QUOTE(Joesus @ Mar 28, 2009, 10:28 AM) *

QUOTE(Phi @ Mar 28, 2009, 01:20 PM) *

or the realization that non-relevant impersonal goals mean nothing when they die

Or that they are seen in a different light, with their mechanical applications fully intact in how they impart themselves in the next life..
Personal determination of what death is and what it looks like from a personal point of view in the altered state, or after the experience of the altered state may have nothing to do with death once one disconnects from all personal baggage carried in this life.


do you believe that anything personal survives brain death?

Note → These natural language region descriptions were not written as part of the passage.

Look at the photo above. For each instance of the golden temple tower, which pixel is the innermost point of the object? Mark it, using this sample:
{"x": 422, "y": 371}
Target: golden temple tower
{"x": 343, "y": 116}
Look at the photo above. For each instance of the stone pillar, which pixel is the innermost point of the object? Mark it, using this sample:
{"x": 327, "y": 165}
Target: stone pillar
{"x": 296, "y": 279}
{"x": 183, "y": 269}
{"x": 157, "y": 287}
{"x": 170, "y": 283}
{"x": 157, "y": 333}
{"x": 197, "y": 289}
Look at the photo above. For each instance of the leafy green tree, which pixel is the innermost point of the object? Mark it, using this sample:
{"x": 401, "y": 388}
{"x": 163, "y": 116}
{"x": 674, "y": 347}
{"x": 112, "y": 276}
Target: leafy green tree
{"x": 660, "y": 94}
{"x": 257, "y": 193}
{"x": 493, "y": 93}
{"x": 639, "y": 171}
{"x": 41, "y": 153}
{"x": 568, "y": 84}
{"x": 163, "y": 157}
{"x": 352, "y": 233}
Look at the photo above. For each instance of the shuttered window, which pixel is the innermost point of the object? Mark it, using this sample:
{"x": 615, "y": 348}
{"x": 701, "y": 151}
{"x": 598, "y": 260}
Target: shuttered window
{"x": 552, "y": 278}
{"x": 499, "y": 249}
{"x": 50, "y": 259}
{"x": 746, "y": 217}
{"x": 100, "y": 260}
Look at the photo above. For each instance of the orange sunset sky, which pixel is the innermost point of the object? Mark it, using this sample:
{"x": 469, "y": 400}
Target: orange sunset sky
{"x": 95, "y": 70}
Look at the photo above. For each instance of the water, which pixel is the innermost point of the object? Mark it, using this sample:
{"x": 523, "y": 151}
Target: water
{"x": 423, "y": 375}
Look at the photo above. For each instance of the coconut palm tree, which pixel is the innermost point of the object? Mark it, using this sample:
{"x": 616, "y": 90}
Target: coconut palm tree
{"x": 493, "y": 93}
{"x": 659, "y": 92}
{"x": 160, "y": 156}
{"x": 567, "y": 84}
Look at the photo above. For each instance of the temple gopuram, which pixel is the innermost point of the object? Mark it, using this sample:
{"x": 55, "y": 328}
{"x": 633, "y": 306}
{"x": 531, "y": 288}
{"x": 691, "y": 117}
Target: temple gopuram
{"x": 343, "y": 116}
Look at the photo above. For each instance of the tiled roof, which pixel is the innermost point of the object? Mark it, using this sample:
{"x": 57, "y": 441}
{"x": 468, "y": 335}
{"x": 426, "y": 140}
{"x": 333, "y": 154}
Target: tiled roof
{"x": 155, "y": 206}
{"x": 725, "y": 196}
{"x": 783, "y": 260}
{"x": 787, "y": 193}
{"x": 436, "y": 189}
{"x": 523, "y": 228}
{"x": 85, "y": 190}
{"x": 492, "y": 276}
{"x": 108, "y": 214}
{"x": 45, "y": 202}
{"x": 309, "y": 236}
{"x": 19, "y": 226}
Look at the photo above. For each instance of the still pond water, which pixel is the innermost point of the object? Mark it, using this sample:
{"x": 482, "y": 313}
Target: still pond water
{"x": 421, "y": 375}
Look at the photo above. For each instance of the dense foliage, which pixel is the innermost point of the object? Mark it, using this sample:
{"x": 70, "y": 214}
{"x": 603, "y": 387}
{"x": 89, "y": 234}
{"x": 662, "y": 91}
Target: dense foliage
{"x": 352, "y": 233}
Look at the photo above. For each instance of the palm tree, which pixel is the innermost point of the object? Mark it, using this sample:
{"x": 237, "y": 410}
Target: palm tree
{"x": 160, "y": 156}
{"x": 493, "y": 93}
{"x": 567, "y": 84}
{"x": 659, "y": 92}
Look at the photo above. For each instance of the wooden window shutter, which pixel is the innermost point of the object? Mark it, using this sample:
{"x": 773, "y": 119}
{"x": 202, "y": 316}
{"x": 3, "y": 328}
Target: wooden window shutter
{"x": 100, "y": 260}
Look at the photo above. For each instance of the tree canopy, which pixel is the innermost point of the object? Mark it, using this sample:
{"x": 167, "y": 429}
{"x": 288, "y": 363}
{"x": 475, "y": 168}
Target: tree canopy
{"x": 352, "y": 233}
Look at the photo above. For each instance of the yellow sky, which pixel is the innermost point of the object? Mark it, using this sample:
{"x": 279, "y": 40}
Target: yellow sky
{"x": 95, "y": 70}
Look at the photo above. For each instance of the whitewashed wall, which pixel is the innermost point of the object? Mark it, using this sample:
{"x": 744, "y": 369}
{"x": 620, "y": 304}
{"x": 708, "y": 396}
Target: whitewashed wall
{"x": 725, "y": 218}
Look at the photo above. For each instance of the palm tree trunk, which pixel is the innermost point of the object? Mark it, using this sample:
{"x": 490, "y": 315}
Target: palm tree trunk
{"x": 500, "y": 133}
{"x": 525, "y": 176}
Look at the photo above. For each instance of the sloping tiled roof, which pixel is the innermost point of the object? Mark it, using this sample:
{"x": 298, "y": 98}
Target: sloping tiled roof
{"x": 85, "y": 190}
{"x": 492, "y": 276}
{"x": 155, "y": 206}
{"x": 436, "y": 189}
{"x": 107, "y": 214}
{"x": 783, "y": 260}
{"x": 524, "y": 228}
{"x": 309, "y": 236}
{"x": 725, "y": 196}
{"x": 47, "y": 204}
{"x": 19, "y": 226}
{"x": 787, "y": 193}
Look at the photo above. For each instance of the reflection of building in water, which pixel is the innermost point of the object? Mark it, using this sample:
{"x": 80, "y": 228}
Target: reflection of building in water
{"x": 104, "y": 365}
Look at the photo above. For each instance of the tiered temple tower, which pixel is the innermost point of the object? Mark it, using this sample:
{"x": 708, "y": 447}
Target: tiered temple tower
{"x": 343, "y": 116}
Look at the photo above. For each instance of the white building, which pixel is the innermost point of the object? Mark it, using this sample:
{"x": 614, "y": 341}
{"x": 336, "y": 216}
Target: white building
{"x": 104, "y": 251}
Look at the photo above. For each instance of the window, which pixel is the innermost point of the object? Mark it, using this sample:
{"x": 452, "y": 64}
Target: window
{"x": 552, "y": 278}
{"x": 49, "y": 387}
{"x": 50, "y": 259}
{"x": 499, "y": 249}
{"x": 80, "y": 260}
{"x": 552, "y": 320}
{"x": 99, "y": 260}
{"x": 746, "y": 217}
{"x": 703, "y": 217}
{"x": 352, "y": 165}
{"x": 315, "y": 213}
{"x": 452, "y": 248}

There is a widespread hope (myself included perhaps) that a semblance of personal identity can survive the death of the brain, but it seems clear that up to this point we have no scientific evidence to suggest personal survival beyond the grave. While our current state of scientific knowledge remains limited, the traditional dualism between mind and body seems untenable now. Yet the experiences of NDEs and other OBEs (out of body experiences) may give us some glimmer of a possibility.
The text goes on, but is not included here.